To say otherwise is to make a mistake – of thinking that there is some ideological force out there making things do what they do, or no understanding of how things work because he has not integrated the facts properly. The objective view is that we start with observations (perception and introspection) and make differentiations and integrations into concepts and statements.

So, when Newton observed and conceptualized his laws of motion (inductively), he may have implied that something in reality made things work they way they do – like an idea forcing things to work a certain way – but that undercut his whole approach to identifying the laws of motion; when he actually made observations and integrated them into a conceptual whole based on a rational integration of the observed facts.

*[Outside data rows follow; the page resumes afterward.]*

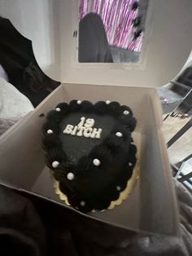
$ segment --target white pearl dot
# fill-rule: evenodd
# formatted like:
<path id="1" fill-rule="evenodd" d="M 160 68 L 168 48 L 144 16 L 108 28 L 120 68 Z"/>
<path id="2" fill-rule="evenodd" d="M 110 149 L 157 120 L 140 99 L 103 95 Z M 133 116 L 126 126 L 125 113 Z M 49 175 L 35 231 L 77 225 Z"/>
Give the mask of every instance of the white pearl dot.
<path id="1" fill-rule="evenodd" d="M 81 201 L 80 202 L 81 206 L 85 206 L 85 202 L 84 201 Z"/>
<path id="2" fill-rule="evenodd" d="M 117 131 L 117 132 L 116 133 L 116 135 L 117 137 L 122 137 L 122 136 L 123 136 L 123 134 L 121 134 L 121 132 L 120 132 L 120 131 Z"/>
<path id="3" fill-rule="evenodd" d="M 53 134 L 54 132 L 53 132 L 52 130 L 49 129 L 49 130 L 47 130 L 46 133 L 47 133 L 48 135 L 50 135 L 50 134 Z"/>
<path id="4" fill-rule="evenodd" d="M 68 174 L 67 174 L 67 179 L 68 179 L 68 180 L 72 180 L 74 178 L 75 178 L 75 175 L 74 175 L 73 173 L 68 173 Z"/>
<path id="5" fill-rule="evenodd" d="M 54 161 L 52 162 L 52 166 L 53 166 L 54 168 L 57 168 L 59 166 L 59 162 L 58 161 Z"/>
<path id="6" fill-rule="evenodd" d="M 97 158 L 94 158 L 93 160 L 93 164 L 95 166 L 99 166 L 101 165 L 101 162 Z"/>
<path id="7" fill-rule="evenodd" d="M 129 111 L 124 110 L 124 115 L 129 115 Z"/>

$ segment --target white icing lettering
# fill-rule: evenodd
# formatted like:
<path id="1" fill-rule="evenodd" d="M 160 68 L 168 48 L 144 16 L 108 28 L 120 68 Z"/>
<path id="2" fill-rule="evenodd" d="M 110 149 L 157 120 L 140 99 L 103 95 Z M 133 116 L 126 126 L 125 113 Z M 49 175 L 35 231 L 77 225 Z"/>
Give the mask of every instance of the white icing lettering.
<path id="1" fill-rule="evenodd" d="M 78 123 L 77 126 L 78 127 L 83 126 L 85 121 L 85 117 L 81 117 L 81 121 Z"/>
<path id="2" fill-rule="evenodd" d="M 72 125 L 67 125 L 65 127 L 65 130 L 63 130 L 63 134 L 70 135 L 72 131 L 73 126 Z"/>
<path id="3" fill-rule="evenodd" d="M 90 135 L 90 138 L 97 138 L 100 139 L 101 138 L 101 133 L 102 133 L 102 129 L 101 128 L 94 128 L 94 130 L 92 134 Z"/>
<path id="4" fill-rule="evenodd" d="M 93 131 L 93 128 L 89 127 L 89 128 L 85 128 L 84 132 L 83 132 L 83 135 L 85 137 L 85 138 L 89 138 L 90 137 L 90 135 Z"/>
<path id="5" fill-rule="evenodd" d="M 72 133 L 71 133 L 71 135 L 75 135 L 76 131 L 78 130 L 78 126 L 75 126 L 74 129 L 72 130 Z"/>
<path id="6" fill-rule="evenodd" d="M 86 119 L 85 127 L 91 128 L 94 126 L 94 118 L 87 118 Z"/>
<path id="7" fill-rule="evenodd" d="M 79 131 L 76 134 L 76 136 L 81 137 L 83 136 L 83 131 L 85 128 L 83 126 L 78 127 Z"/>

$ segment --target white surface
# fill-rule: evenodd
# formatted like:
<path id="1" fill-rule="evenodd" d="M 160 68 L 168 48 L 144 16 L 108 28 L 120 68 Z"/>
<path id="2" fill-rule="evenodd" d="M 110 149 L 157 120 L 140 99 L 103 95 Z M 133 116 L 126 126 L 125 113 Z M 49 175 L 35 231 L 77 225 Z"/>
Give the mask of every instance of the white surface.
<path id="1" fill-rule="evenodd" d="M 33 109 L 27 97 L 0 77 L 0 118 L 21 117 Z"/>
<path id="2" fill-rule="evenodd" d="M 89 99 L 93 103 L 107 99 L 117 100 L 120 104 L 129 104 L 137 119 L 133 135 L 140 161 L 139 182 L 120 206 L 86 216 L 131 230 L 176 235 L 176 197 L 161 131 L 160 105 L 153 88 L 121 86 L 120 90 L 113 86 L 62 84 L 28 118 L 0 138 L 1 182 L 63 203 L 76 211 L 65 205 L 54 192 L 52 178 L 45 167 L 41 132 L 45 123 L 41 114 L 46 115 L 58 103 L 68 103 L 72 99 Z"/>

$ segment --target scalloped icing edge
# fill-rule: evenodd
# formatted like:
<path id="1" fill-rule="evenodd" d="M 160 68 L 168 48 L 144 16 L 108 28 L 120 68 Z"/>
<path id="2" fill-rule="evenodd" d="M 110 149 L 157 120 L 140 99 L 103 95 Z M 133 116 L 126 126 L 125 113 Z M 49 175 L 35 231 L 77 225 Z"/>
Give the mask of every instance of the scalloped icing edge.
<path id="1" fill-rule="evenodd" d="M 140 172 L 140 163 L 139 163 L 139 161 L 137 161 L 136 166 L 133 169 L 132 177 L 131 179 L 128 180 L 126 188 L 120 193 L 120 197 L 117 200 L 111 201 L 109 207 L 107 209 L 101 210 L 101 212 L 103 212 L 106 210 L 114 209 L 116 205 L 121 205 L 123 201 L 126 200 L 129 197 L 131 192 L 136 186 L 137 179 L 139 179 L 139 172 Z M 53 179 L 54 179 L 54 188 L 55 188 L 55 194 L 58 195 L 60 200 L 63 201 L 67 205 L 71 206 L 71 205 L 68 202 L 68 196 L 60 191 L 59 187 L 59 182 L 56 181 L 54 178 Z M 96 211 L 98 211 L 98 210 L 93 210 L 91 212 L 94 213 Z"/>

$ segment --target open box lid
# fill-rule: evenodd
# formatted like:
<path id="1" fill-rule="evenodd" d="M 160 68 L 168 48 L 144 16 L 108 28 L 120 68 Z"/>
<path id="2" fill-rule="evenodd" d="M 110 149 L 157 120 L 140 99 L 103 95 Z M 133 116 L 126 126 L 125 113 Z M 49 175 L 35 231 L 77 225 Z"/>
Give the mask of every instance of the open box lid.
<path id="1" fill-rule="evenodd" d="M 191 49 L 190 0 L 149 1 L 136 64 L 78 63 L 78 0 L 3 1 L 0 7 L 0 15 L 32 40 L 41 69 L 60 82 L 156 87 L 178 73 Z"/>

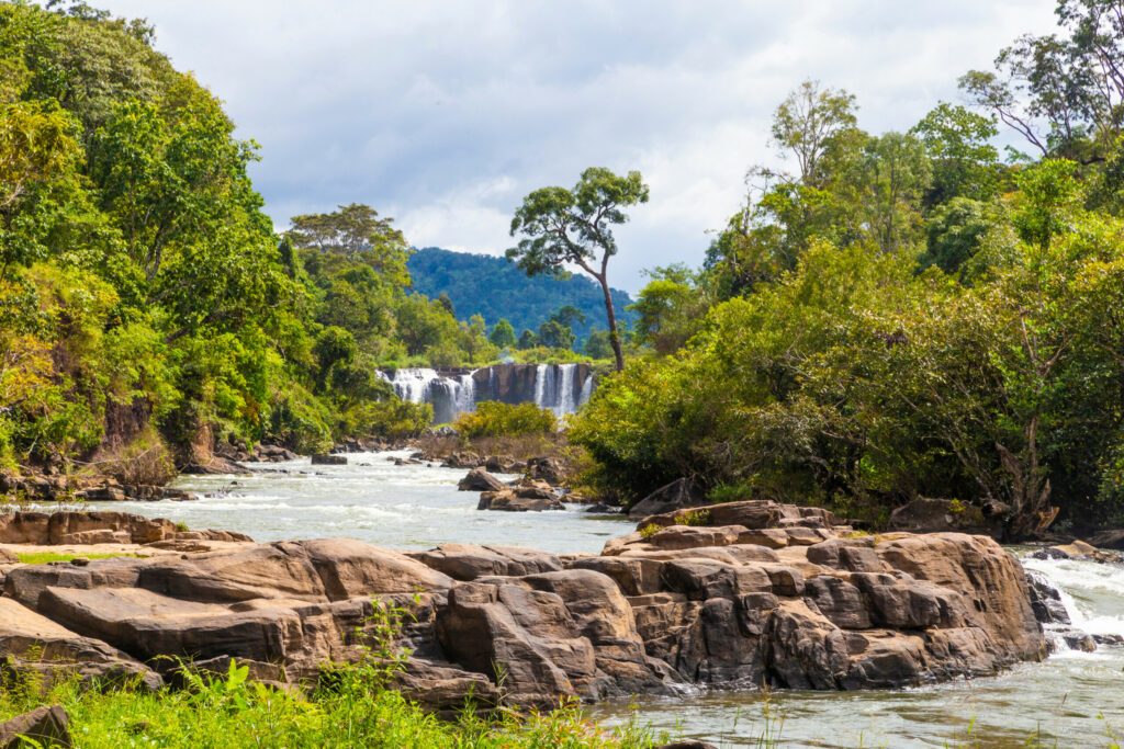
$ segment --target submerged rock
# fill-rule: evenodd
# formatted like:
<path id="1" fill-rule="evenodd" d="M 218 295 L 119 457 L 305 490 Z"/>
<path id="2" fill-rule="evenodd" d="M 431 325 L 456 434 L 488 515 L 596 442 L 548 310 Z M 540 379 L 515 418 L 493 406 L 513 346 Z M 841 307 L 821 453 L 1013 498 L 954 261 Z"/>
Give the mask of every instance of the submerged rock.
<path id="1" fill-rule="evenodd" d="M 706 495 L 689 478 L 661 486 L 628 509 L 629 518 L 646 518 L 706 504 Z"/>
<path id="2" fill-rule="evenodd" d="M 516 492 L 495 494 L 549 502 Z M 261 665 L 257 678 L 302 683 L 360 658 L 392 616 L 413 652 L 400 686 L 445 712 L 469 694 L 487 706 L 686 684 L 899 687 L 1045 655 L 1026 576 L 990 538 L 847 538 L 830 513 L 765 501 L 711 513 L 695 520 L 722 524 L 656 524 L 600 556 L 315 540 L 19 567 L 0 629 L 9 650 L 49 646 L 92 675 L 155 682 L 167 657 L 235 658 Z"/>
<path id="3" fill-rule="evenodd" d="M 502 492 L 507 484 L 492 476 L 484 468 L 473 468 L 456 484 L 461 492 Z"/>

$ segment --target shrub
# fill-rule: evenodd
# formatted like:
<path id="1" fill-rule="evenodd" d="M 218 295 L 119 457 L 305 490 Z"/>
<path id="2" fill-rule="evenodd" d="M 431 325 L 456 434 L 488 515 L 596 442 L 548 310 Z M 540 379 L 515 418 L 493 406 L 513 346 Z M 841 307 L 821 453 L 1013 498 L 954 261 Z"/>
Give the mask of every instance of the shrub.
<path id="1" fill-rule="evenodd" d="M 101 473 L 126 485 L 163 486 L 175 478 L 172 454 L 152 428 L 128 445 L 96 459 L 96 463 L 101 463 Z"/>
<path id="2" fill-rule="evenodd" d="M 534 403 L 510 405 L 496 401 L 477 404 L 474 413 L 462 413 L 453 423 L 464 438 L 501 437 L 513 435 L 547 435 L 558 430 L 554 413 Z"/>
<path id="3" fill-rule="evenodd" d="M 710 522 L 709 510 L 689 510 L 676 515 L 676 523 L 680 526 L 706 526 Z"/>
<path id="4" fill-rule="evenodd" d="M 347 433 L 405 439 L 417 437 L 429 428 L 433 423 L 433 407 L 392 398 L 356 405 L 348 409 L 345 418 L 351 422 Z"/>

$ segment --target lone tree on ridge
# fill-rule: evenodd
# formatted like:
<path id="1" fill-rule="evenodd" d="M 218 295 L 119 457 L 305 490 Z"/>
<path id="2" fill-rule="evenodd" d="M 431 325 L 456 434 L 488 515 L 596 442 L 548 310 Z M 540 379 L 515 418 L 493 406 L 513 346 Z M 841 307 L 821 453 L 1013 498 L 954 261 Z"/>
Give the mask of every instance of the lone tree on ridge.
<path id="1" fill-rule="evenodd" d="M 591 166 L 581 173 L 572 190 L 535 190 L 523 199 L 523 205 L 511 219 L 511 236 L 522 235 L 523 238 L 517 247 L 507 250 L 507 257 L 527 275 L 558 273 L 572 264 L 600 284 L 618 372 L 625 367 L 625 357 L 606 273 L 609 258 L 617 254 L 611 226 L 627 221 L 624 209 L 646 203 L 647 193 L 640 172 L 619 176 L 607 168 Z"/>

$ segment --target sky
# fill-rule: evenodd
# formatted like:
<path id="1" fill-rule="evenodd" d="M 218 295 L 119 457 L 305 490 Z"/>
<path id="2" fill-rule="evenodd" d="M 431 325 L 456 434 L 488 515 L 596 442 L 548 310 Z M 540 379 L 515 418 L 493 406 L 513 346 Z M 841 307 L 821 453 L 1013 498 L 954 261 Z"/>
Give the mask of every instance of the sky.
<path id="1" fill-rule="evenodd" d="M 843 88 L 872 133 L 905 130 L 1053 0 L 102 0 L 261 144 L 278 228 L 363 202 L 409 241 L 511 246 L 525 194 L 587 166 L 640 170 L 651 200 L 617 230 L 615 286 L 701 263 L 805 79 Z"/>

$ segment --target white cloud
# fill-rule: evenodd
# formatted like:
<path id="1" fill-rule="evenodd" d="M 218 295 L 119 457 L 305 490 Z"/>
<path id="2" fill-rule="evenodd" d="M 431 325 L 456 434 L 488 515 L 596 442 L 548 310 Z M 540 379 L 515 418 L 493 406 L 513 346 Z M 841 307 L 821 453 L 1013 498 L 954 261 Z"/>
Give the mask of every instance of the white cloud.
<path id="1" fill-rule="evenodd" d="M 103 0 L 262 144 L 266 209 L 362 201 L 417 245 L 500 252 L 523 194 L 582 168 L 641 168 L 617 285 L 698 263 L 768 122 L 805 77 L 843 86 L 870 130 L 905 129 L 1052 0 Z"/>

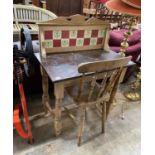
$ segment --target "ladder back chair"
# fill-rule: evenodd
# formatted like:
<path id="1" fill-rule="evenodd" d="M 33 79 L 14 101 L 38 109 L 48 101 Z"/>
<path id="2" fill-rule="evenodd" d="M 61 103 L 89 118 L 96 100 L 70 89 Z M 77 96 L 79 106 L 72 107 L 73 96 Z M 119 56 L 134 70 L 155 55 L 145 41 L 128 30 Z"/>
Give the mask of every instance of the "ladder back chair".
<path id="1" fill-rule="evenodd" d="M 131 57 L 123 57 L 114 60 L 82 63 L 78 66 L 78 72 L 82 74 L 80 85 L 66 88 L 68 95 L 73 98 L 80 109 L 78 146 L 81 144 L 86 107 L 101 104 L 102 133 L 104 133 L 104 123 L 109 113 L 111 102 L 116 94 L 120 75 L 124 66 L 130 60 Z M 93 74 L 91 78 L 90 76 L 88 78 L 87 75 L 90 75 L 90 73 Z"/>

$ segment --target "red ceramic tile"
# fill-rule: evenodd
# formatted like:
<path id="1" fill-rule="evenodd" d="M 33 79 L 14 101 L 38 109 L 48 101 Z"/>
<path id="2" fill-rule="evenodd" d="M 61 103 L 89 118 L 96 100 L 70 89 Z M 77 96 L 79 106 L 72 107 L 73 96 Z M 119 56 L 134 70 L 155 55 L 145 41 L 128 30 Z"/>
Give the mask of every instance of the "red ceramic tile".
<path id="1" fill-rule="evenodd" d="M 69 31 L 62 31 L 62 38 L 69 38 Z"/>
<path id="2" fill-rule="evenodd" d="M 76 46 L 76 39 L 70 39 L 69 46 Z"/>
<path id="3" fill-rule="evenodd" d="M 84 30 L 78 30 L 77 37 L 78 38 L 83 38 L 84 37 Z"/>
<path id="4" fill-rule="evenodd" d="M 53 40 L 53 47 L 61 47 L 61 40 Z"/>
<path id="5" fill-rule="evenodd" d="M 46 39 L 52 39 L 53 38 L 53 32 L 52 31 L 45 31 L 44 32 L 44 38 Z"/>
<path id="6" fill-rule="evenodd" d="M 91 37 L 97 37 L 98 36 L 98 30 L 92 30 Z"/>
<path id="7" fill-rule="evenodd" d="M 102 44 L 102 42 L 103 42 L 103 38 L 98 38 L 97 39 L 97 44 Z"/>
<path id="8" fill-rule="evenodd" d="M 84 46 L 85 45 L 90 45 L 90 38 L 85 38 L 84 39 Z"/>

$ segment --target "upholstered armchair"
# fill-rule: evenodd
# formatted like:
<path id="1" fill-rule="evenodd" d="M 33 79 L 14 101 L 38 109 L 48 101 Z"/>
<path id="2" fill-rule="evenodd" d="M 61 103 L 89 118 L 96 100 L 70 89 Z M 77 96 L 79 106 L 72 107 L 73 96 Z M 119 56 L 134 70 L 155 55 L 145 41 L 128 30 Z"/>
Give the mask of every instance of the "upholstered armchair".
<path id="1" fill-rule="evenodd" d="M 124 32 L 127 31 L 126 29 L 120 29 L 120 30 L 111 30 L 109 33 L 109 46 L 112 51 L 115 51 L 117 53 L 120 52 L 120 44 L 123 41 L 124 38 Z M 125 55 L 126 56 L 132 56 L 132 61 L 137 63 L 138 58 L 141 54 L 141 30 L 135 29 L 133 30 L 132 35 L 129 37 L 129 47 L 127 48 Z M 133 73 L 133 68 L 128 68 L 124 80 L 126 81 L 128 77 Z"/>

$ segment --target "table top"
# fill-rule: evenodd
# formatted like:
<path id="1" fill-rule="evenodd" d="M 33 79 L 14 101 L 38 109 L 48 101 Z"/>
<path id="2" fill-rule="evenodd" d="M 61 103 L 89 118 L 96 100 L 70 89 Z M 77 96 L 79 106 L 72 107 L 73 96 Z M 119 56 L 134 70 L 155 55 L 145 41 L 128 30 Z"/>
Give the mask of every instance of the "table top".
<path id="1" fill-rule="evenodd" d="M 42 67 L 47 72 L 53 83 L 78 78 L 81 74 L 78 72 L 78 65 L 84 62 L 93 62 L 99 60 L 111 60 L 121 57 L 115 52 L 105 52 L 101 50 L 89 50 L 72 53 L 51 54 L 42 58 L 40 53 L 35 53 Z M 127 66 L 134 63 L 130 61 Z"/>

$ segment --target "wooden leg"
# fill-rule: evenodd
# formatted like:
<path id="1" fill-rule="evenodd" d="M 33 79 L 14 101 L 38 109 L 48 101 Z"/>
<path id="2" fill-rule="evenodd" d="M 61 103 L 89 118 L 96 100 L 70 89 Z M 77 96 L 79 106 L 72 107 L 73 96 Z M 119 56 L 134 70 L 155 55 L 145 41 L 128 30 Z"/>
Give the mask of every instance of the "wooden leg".
<path id="1" fill-rule="evenodd" d="M 42 95 L 42 104 L 44 107 L 45 115 L 49 114 L 47 104 L 49 104 L 49 94 L 48 94 L 48 75 L 46 71 L 40 67 L 41 74 L 42 74 L 42 89 L 43 89 L 43 95 Z"/>
<path id="2" fill-rule="evenodd" d="M 85 122 L 85 107 L 80 107 L 80 127 L 79 127 L 79 133 L 78 133 L 78 146 L 81 145 L 81 139 L 82 139 L 82 133 L 84 130 L 84 122 Z"/>
<path id="3" fill-rule="evenodd" d="M 64 85 L 61 83 L 54 84 L 54 94 L 55 94 L 55 117 L 54 117 L 54 128 L 55 135 L 61 134 L 62 123 L 61 123 L 61 108 L 62 99 L 64 97 Z"/>
<path id="4" fill-rule="evenodd" d="M 105 132 L 106 102 L 102 103 L 102 133 Z"/>

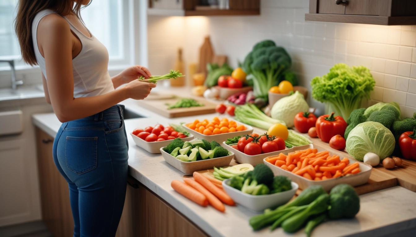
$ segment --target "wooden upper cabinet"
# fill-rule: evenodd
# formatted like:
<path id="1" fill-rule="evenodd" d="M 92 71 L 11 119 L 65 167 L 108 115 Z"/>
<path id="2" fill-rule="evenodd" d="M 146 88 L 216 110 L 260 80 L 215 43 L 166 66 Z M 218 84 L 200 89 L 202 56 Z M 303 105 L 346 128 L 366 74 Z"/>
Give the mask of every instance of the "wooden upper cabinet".
<path id="1" fill-rule="evenodd" d="M 310 0 L 305 20 L 382 25 L 416 24 L 416 0 Z"/>

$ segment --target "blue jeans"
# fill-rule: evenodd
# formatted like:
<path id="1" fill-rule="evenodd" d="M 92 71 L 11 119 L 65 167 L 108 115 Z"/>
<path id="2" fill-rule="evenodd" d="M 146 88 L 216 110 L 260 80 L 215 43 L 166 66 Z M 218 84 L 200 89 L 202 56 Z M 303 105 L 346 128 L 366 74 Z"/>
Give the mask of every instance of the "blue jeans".
<path id="1" fill-rule="evenodd" d="M 68 182 L 74 236 L 114 236 L 123 211 L 129 145 L 122 108 L 62 123 L 54 161 Z"/>

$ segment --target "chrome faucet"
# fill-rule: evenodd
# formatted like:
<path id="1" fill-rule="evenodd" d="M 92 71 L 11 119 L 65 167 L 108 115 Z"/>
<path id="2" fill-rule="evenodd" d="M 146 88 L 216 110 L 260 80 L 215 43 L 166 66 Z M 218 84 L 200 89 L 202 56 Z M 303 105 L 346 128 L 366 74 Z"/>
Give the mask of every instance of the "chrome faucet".
<path id="1" fill-rule="evenodd" d="M 18 85 L 23 85 L 23 81 L 22 80 L 16 81 L 16 70 L 15 69 L 14 60 L 0 60 L 0 62 L 9 63 L 10 71 L 12 71 L 12 88 L 13 90 L 16 90 Z"/>

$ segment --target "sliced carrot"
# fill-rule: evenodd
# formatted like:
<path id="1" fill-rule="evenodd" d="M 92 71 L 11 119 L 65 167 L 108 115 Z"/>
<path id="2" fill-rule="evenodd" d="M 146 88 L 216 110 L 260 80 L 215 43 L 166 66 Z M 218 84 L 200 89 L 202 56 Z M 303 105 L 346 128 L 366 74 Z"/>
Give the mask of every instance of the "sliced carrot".
<path id="1" fill-rule="evenodd" d="M 191 178 L 184 178 L 183 181 L 185 181 L 186 183 L 193 188 L 206 197 L 207 199 L 208 200 L 208 202 L 214 208 L 220 212 L 224 212 L 225 211 L 225 207 L 223 204 L 223 203 L 221 202 L 221 201 L 213 194 L 210 192 L 208 189 L 204 188 L 203 186 L 202 186 L 199 183 Z"/>
<path id="2" fill-rule="evenodd" d="M 195 203 L 203 207 L 208 205 L 208 199 L 206 197 L 186 183 L 178 180 L 173 180 L 171 183 L 171 186 L 174 190 Z"/>
<path id="3" fill-rule="evenodd" d="M 193 172 L 193 178 L 195 179 L 195 181 L 199 183 L 208 191 L 212 193 L 213 194 L 215 195 L 216 197 L 221 200 L 221 202 L 230 206 L 234 205 L 235 204 L 234 201 L 228 194 L 214 185 L 203 175 L 196 171 Z"/>

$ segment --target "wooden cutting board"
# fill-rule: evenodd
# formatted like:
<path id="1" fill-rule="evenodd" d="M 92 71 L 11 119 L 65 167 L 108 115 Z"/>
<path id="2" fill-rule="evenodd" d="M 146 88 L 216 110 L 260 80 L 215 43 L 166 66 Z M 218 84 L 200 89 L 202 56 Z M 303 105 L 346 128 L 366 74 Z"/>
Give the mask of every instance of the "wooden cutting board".
<path id="1" fill-rule="evenodd" d="M 146 98 L 147 99 L 147 98 Z M 211 114 L 215 112 L 215 108 L 217 106 L 206 100 L 202 98 L 195 98 L 200 104 L 204 105 L 203 106 L 190 107 L 189 108 L 177 108 L 168 109 L 167 104 L 173 105 L 180 98 L 176 97 L 171 99 L 163 100 L 137 100 L 139 105 L 149 110 L 168 118 L 174 118 Z"/>

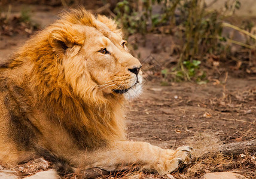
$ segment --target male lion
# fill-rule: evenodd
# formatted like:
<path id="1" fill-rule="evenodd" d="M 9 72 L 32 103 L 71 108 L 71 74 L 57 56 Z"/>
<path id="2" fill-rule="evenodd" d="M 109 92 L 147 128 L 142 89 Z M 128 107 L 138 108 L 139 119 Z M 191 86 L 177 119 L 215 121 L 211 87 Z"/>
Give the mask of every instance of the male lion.
<path id="1" fill-rule="evenodd" d="M 74 168 L 130 165 L 165 174 L 191 149 L 128 141 L 123 104 L 140 93 L 141 64 L 115 23 L 69 10 L 0 64 L 0 163 L 42 156 Z"/>

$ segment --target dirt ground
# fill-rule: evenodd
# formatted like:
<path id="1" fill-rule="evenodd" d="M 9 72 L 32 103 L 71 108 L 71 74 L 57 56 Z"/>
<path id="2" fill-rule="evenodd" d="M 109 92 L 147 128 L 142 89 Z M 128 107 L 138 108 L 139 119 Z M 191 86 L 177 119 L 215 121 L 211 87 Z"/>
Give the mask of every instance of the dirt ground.
<path id="1" fill-rule="evenodd" d="M 43 27 L 55 19 L 57 12 L 49 11 L 47 8 L 37 11 L 33 18 L 40 19 Z M 0 60 L 6 59 L 28 38 L 28 35 L 20 34 L 1 36 Z M 166 149 L 184 144 L 196 148 L 197 143 L 191 141 L 199 135 L 209 135 L 212 142 L 218 144 L 255 139 L 256 79 L 234 78 L 228 73 L 222 76 L 203 85 L 173 82 L 169 86 L 161 86 L 160 78 L 149 81 L 146 78 L 144 93 L 127 104 L 128 138 Z M 203 143 L 203 138 L 200 138 Z M 256 178 L 256 165 L 254 168 L 237 165 L 240 159 L 236 158 L 235 167 L 209 168 L 208 171 L 236 171 L 249 178 Z M 175 176 L 197 178 L 203 173 L 191 178 L 186 178 L 185 175 Z"/>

For example, there is nothing out there forcing reality to behave according to the laws of motion or the law of gravity, but rather it acts that way and is identified by a rational mind. To keep it simple, F=ma is not active in the universe, but rather the universe (reality) is what it is and acts accordingly, and Newton formulated this relationship that he discovered that thing travels a straight path until acted upon by a force. (And yes, I realize that Newton held it in his mind as F=d/dt (mv) a force is needed to get something moving if were stationary, and would change speed and direction as a force was applied.)
Since this is based on the conception of the law of identity and the law of causality, there is no need to postulate that something out there makes things what they are or makes them change the way they change. A plant grows when planted due to the fact that it is a plant; a rock rolls down hill (in a gravitational force) because it is a rock; when I type out this essay I am acting because I am a human being and writing this essay is something I have chosen to do. And to say otherwise is a direct contradiction to what is observed, for one does not observe something out there guiding matter, but it acts and is discovered to act in predictable ways.

Perhaps the reader would say that is not a lot of facts you are presenting here to back up your statements, so I can come up with other examples: A horse gallops because it is a horse and that is what it does, and it is not as if some outside force of nature makes it do that type of motion (a horse cannot fly because it has no wings but rather has legs); a pencil needs to be sharpened every once in a while as the tip wears down, but there is not force of nature making the lead write onto the paper, that’s just the way it is; Earth orbits the sun, not because the law of gravity makes it act that way, but rather it acts that way and we can conceptualize that. In other words, a thing being what it is and acting accordingly is not cause by the law of identity, but rather the law of identity and the law of causation are formulated by observing reality in a logical, non-contradictory manner, and then integrated in a rational man’s mind.

In short, the laws of nature are identifications of how things work in reality, and are not an ideological force making things act the way they do, nor are they simply made up and reality just happens to follow that law of nature.

[added on edit 03/11/2022]

What we know is epistemological, and some concepts are metaphysical and epistemological. One can probably think of the laws of nature that way -- the facts are real, but identified by a human mind. Don't misunderstand my words as meaning entities do not act that way because the laws of nature are man-made, because by that, I only mean that the relationships are identified by man. The facts are metaphysical, but the formulation is man-made: F=ma would not exist without Newton or some other genius identifying that relationship.